A religião adquiriu diversos significados na história dos contatos: poderia ser utilizada como uma estratégia de convencimento pelos europeus de diferentes confissões e que acabavam envolvendo os índios nas suas disputas religiosas e territoriais.10 Foi ainda apresentada pelos próprios índios como um benefício trazido pelos espanhóis, em uma estratégia por meio da qual eles enfatizavam a conversão, em detrimento da conquista militar, para marcar o seu ingresso no mundo colonial, como demonstrou Serge Gruzinski.11 De uma maneira geral, pode-se pensar que os significados dos aldeamentos foram construídos e negociados pela população nativa, como analisou Maria Regina Celestino de Almeida para o caso do Rio de Janeiro.12 O contrário, porém, também ocorreu: em revoltas indígenas contra a sociedade colonial, o catolicismo foi apresentado como um símbolo da dominação ibérica.13

Assim, ao considerar a negociação como um elemento indissociável da experiência missionária, os estudos demonstram como a religiosidade surgida nesses espaços estava muito além de uma mera imposição do catolicismo: vinculava-se, necessariamente, às percepções e aos quereres dos nativos.14 Tal aspecto foi desenvolvido neste dossiê por Charlotte de Castelnau-L’Estoile. A partir dos diálogos entre as lideranças indígenas e os capuchinos envolvidos na experiência da França equinocial no início do século XVII, a autora demonstra as negociações presentes nos contatos interétnicos. Problematizando as fontes produzidas pelos missionários, evidencia como elas foram fruto de um diálogo que tentava conciliar, com sucesso variado, os diversos interesses que moviam os sujeitos naquele contexto histórico.

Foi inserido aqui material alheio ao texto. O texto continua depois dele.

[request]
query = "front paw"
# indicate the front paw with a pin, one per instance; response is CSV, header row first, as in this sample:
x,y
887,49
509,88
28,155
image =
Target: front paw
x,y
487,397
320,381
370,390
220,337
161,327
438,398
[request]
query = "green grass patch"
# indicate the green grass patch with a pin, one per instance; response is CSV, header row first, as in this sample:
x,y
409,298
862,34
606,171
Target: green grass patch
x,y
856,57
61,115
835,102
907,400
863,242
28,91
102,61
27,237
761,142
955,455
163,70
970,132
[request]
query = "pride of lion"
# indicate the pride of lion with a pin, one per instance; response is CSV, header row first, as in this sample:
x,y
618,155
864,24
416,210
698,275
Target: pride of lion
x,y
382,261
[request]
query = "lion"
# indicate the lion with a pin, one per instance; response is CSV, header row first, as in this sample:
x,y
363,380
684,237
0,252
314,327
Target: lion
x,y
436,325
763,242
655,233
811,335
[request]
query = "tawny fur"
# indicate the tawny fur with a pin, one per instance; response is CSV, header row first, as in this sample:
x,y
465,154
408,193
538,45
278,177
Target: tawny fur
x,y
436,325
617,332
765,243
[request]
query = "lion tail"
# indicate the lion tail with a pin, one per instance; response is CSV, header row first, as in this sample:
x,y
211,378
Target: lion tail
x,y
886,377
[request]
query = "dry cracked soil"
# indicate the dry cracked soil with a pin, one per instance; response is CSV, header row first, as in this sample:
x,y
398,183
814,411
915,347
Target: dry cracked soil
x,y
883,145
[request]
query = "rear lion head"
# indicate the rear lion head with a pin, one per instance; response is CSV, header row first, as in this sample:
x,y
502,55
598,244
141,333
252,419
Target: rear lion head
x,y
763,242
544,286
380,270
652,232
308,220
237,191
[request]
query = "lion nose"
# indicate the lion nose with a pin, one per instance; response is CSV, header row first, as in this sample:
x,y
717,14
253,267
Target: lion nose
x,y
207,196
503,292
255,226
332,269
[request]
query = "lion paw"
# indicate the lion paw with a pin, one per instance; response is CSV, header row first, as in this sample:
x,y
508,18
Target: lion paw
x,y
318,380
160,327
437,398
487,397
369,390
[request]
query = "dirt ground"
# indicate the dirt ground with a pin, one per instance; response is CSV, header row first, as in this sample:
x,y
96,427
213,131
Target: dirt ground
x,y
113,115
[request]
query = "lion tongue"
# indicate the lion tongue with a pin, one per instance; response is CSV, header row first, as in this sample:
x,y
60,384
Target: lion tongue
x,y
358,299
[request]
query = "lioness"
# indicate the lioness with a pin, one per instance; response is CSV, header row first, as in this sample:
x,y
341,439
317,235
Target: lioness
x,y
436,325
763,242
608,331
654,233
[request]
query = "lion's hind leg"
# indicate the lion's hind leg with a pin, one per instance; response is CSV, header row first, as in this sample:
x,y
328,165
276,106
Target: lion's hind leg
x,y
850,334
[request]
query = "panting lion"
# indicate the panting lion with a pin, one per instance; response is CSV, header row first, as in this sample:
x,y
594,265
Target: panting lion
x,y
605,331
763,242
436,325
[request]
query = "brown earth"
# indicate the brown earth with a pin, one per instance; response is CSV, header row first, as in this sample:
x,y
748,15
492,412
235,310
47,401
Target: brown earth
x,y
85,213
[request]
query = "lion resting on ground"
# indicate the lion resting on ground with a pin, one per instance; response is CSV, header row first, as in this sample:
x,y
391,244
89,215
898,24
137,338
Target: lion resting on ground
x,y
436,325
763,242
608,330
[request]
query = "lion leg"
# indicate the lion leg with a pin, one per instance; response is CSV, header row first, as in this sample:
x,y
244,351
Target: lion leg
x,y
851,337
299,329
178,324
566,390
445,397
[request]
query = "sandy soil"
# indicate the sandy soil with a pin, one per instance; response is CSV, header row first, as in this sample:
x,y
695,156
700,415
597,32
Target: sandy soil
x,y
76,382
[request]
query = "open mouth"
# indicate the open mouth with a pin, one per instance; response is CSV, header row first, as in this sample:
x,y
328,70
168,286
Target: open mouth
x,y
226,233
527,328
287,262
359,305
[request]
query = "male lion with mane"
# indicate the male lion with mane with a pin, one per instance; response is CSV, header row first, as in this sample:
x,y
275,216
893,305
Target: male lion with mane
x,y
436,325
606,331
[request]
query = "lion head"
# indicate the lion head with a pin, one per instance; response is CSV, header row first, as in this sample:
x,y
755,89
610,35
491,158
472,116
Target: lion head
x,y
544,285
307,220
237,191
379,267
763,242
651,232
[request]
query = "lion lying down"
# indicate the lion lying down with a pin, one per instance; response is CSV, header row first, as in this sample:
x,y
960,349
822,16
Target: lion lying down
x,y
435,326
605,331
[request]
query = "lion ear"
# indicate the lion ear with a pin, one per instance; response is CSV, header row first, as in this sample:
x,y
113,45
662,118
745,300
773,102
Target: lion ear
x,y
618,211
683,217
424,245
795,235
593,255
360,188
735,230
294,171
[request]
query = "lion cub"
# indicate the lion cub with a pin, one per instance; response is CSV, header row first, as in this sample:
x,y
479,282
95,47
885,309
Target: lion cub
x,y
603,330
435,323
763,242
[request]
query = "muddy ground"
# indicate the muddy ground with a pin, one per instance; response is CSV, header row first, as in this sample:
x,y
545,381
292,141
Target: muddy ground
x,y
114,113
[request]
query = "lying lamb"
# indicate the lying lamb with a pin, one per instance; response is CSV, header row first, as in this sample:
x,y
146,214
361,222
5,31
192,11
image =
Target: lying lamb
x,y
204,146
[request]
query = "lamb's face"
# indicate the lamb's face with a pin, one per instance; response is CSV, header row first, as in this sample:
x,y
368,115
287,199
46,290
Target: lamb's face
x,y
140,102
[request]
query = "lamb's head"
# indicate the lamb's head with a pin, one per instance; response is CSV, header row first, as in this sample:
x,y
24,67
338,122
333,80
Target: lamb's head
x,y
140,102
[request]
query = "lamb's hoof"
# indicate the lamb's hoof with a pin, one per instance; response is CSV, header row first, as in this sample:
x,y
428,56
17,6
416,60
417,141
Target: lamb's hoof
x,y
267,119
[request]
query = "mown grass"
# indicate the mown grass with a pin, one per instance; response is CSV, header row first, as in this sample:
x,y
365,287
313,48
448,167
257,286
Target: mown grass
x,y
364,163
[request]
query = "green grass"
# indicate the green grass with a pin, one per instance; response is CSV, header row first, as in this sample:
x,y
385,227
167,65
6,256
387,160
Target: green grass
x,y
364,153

Da articulação do catolicismo com o estabelecimento da sociedade colonial, também surgiram importantes trabalhos, cujas questões são fundamentais para a compreensão das relações de poder constituintes dos espaços missionários. Ainda que a utilização da religião como um elemento de hierarquização e de exclusão já estivesse presente em trabalhos que podem ser considerados clássicos sobre a evangelização, como o de Robert Ricard, a problemática tem favorecido abordagens instigantes e é ainda um campo propício para novos trabalhos.15 Afinal, qual foi o papel da religião na manutenção dos índios em condição subordinada aos ibéricos na América colonial?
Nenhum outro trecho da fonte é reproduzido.